Chen Xuejun rêve du jour où le flacon de shampoing deviendra systématiquement compost, grâce à son plastique «100% dérivé de produits naturels, 100% biodégradable».

«Actuellement, nous sommes seuls à commercialiser le PHBV, matière dérivée de l'amidon, transformé en glucose puis fermenté. Il y a beaucoup de recherche, d'unités de développement dans le monde, pas d'autre usine de production», dit le directeur général adjoint de Tianan Biologic Material de Ningbo, un port du Zhejiang (est de la Chine).

Pas une goutte de pétrole n'entre dans la composition de ce polymère biodégradable dont Tianan Biologic pourrait aujourd'hui produire 2000 tonnes par an.

La base, c'est le maïs. «On peut utiliser toutes sortes d'amidons, mais en Chine, l'amidon de maïs n'est pas trop cher», explique Liu Hui, directeur marketing de l'entreprise.

«Le résultat est un matériau très résistant, à la chaleur, au micro-ondes, aux solvants», ajoute-t-il.

Chen en fait aussitôt la démonstration, plongeant une boîte en PHBV dans une eau tout juste bouillie. Puis, il récidive avec un autre type de polymère biodégradable, du PLA, acide polylactique également issu de la fermentation de sucres végétaux ou d'amidon. Qui aussitôt se déforme.

Le PLA, de plus en plus utilisé pour remplacer les sacs en plastique traditionnels, «ne supporte pas une température supérieure à 60°», explique Chen Xuejuen.

«Mais il suffit d'y mélanger 15% de notre PHBV pour le rendre résistant», affirme-t-il.

Le fondateur de Tianan Biologic, qui a racheté un brevet mis au point par la prestigieuse université Tsinghua de Pékin, compte sur cette supériorité pour voir son produit triompher.

Le PHBV c'est l'avenir, assure-t-il, pour tout ce qui doit être exporté dans des conteneurs surchauffés. Ou pour le tube de rouge à lèvres que l'on peut oublier dans la boîte à gants d'une voiture en pleine canicule.

«Les cosmétiques sont assez chers pour supporter un emballage un peu plus onéreux».

Car le PHBV reste un produit cher, plus que le plastique normal («3 à 4 fois plus cher»), et même le PLA. «Aujourd'hui la tonne coûte 40 000 yuans (3740 euros), mais on espère descendre à 20 000 dans un avenir pas très lointain, dès que nous aurons augmenté notre production».

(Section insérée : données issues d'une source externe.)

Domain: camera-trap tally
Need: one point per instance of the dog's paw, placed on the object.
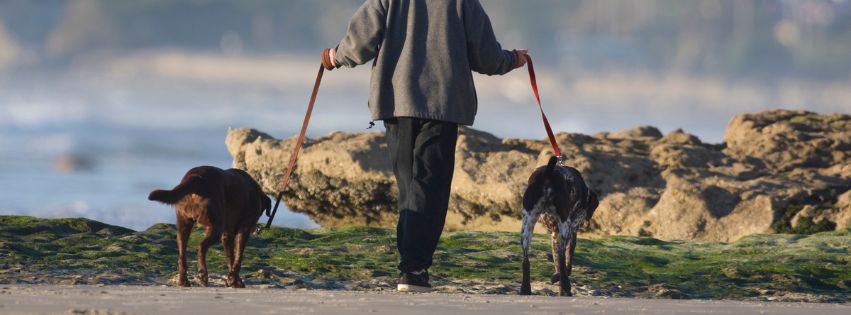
(234, 282)
(555, 278)
(202, 280)
(525, 289)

La petite société, créée avec les capitaux d'une société d'investissements de Hangzhou, la capitale provinciale, et entrée en production en 2003, ne tourne pas à plein régime mais prévoit déjà de s'accroître, en continuant de respecter les normes environnementales «internationales», assurent ses dirigeants.

Elle a vendu moins de 200 tonnes l'an dernier, «mais déjà le double cette année», à une centaine de clients, surtout européens (allemands en tête), mais aussi américains et japonais.

C'est une société américaine, Design Ideas, qui commercialise les objets de salle de bains colorés trônant sur la table de Chen - les premiers d'une gamme entièrement dégradable, annonce le site internet de l'entreprise de l'Illinois.

La rentabilité pourrait être au rendez-vous «dans les 3 à 5 ans»: Tianan Biologic compte «sur les tendances internationales», le durcissement des lois environnementales et l'augmentation progressive des taxes sur les plastiques pétroliers.

La firme chinoise a déjà des accords avec des géants, comme l'allemand BASF. «Pourtant, au début, les grandes entreprises mettaient en doute nos capacités à produire parce que la Chine, pour l'étranger, ce sont les chaussures, les vêtements...», ironise Chen.

Reste une étape à franchir, pour être vraiment «écolo»: se passer de céréales. «Le jour où on arrivera à en séparer le glucose, on pourra utiliser tout simplement de l'herbe. Mais la technique est encore très complexe».